Und Schillers ästhetische Rehabilitierung des Primitiven geht noch weiter. Dies betrifft zum einen die Umarbeitung der Augustenburger Briefe zu den 1795 in den Horen erschienenen Ästhetischen Briefen, in welche die Passagen über den Wilden und die Kunst größtenteils integriert worden sind. Zwar hält Schiller vor dem Hintergrund der übergeordneten zeitpolitischen Problemstellung der Briefe daran fest, dass der sinnliche Wilde – ebenso wie das entgegengesetzte Extrem des rationalen Barbaren – lediglich eine einseitige Existenzform des Menschen repräsentiert, die als solche gerade nicht dem Ideal des ›ästhetischen Staatsbürgers‹ entspricht.

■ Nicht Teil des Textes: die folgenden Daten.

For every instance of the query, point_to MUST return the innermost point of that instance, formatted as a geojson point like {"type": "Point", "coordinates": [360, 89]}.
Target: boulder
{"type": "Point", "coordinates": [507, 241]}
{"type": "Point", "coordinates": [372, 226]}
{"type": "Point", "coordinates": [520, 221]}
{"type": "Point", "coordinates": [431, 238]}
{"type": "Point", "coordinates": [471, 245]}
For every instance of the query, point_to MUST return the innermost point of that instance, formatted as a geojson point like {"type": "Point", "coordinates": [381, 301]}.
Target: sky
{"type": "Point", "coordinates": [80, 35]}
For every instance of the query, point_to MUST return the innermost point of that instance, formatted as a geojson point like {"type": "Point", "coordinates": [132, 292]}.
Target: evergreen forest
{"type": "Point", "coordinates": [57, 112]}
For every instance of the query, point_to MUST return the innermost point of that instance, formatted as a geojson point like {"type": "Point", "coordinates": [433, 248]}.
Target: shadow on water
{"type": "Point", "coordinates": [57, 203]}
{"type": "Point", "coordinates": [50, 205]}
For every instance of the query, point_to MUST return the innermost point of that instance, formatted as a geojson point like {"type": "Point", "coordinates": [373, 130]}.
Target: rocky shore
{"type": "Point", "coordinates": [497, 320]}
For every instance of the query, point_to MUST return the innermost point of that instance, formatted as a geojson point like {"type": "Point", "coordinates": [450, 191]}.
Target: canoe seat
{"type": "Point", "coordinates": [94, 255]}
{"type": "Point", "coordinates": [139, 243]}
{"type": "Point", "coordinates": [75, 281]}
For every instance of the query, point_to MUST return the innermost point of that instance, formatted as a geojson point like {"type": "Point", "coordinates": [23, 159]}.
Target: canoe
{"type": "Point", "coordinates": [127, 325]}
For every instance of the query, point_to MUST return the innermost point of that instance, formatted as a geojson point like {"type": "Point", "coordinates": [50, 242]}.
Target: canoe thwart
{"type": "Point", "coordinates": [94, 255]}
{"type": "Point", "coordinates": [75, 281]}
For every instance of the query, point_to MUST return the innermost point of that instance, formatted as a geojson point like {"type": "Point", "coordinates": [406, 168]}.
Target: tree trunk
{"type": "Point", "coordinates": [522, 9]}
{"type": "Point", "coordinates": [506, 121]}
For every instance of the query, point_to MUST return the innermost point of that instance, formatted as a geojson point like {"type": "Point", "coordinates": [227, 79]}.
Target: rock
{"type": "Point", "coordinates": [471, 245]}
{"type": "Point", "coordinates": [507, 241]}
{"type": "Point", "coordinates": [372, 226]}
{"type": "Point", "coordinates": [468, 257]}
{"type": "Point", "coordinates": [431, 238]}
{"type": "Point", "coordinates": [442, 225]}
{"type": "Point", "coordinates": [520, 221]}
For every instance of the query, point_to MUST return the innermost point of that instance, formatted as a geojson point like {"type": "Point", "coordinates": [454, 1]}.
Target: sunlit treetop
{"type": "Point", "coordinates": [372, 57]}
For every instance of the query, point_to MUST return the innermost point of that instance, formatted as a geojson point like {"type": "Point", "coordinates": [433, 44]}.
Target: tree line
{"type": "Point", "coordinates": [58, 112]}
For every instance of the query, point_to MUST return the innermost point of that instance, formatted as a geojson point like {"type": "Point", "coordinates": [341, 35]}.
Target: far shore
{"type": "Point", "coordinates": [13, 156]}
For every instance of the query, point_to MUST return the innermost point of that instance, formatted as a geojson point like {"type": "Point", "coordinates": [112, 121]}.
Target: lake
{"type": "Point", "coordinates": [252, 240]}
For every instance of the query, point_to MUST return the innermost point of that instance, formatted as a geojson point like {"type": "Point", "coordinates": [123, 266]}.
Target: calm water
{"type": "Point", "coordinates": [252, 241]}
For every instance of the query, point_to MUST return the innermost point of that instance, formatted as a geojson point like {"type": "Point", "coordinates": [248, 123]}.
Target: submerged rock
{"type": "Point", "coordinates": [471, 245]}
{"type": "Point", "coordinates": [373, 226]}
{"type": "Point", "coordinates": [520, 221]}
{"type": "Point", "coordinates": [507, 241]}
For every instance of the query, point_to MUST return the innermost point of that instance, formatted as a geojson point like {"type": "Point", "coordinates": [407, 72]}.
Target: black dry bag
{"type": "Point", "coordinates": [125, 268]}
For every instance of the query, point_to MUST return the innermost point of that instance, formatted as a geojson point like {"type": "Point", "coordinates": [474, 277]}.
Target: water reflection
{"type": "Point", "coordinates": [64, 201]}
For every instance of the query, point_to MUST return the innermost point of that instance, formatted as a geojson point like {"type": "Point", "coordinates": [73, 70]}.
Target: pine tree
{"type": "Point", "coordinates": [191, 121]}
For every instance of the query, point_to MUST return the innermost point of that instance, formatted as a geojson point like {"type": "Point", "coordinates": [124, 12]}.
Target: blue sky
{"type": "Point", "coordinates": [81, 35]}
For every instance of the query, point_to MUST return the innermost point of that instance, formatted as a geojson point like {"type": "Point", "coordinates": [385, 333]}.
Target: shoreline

Zugleich aber universalisiert er dabei sein Konzept des ästhetischen Wilden, der dadurch dem als homo ludens charakterisierten ›ganzen Menschen‹ näher steht als der aufgeklärte Barbar, der die Kunst verachtet: Während Schiller in den Augustenburger Briefen unter Berufung auf »neuere Weltentdecker« einschränkend darauf hinweist, dass es »bei vielen Völkern der Südsee und des nördlichen Asiens« (ebd.: 531) noch gar keine Anzeichen ästhetischer Bildung gebe, so ist er in der endgültigen Fassung seiner Briefe hingegen davon überzeugt, dass der reine Naturzustand ohne jede Kunst und Kultur eine »bloße Idee« (ebd.: 650) ist, während alle realen Naturvölker bereits über primitive künstlerische Praktiken verfügen, die auf »den eigentlichen Anfang der Menschheit« schließen lassen (ebd.: 668). Der Mensch ist ein ästhetisches Wesen – diese (mit dem jungen Goethe geteilte) Grundthese von Schillers Anthropologie bestätigen demzufolge sämtliche exotischen Völker, insofern sich »der ästhetische Bildungstrieb« (ebd.: 673) bei ihnen stets schon in irgendeiner, sei es noch so ›rohen‹ Art und Weise regt.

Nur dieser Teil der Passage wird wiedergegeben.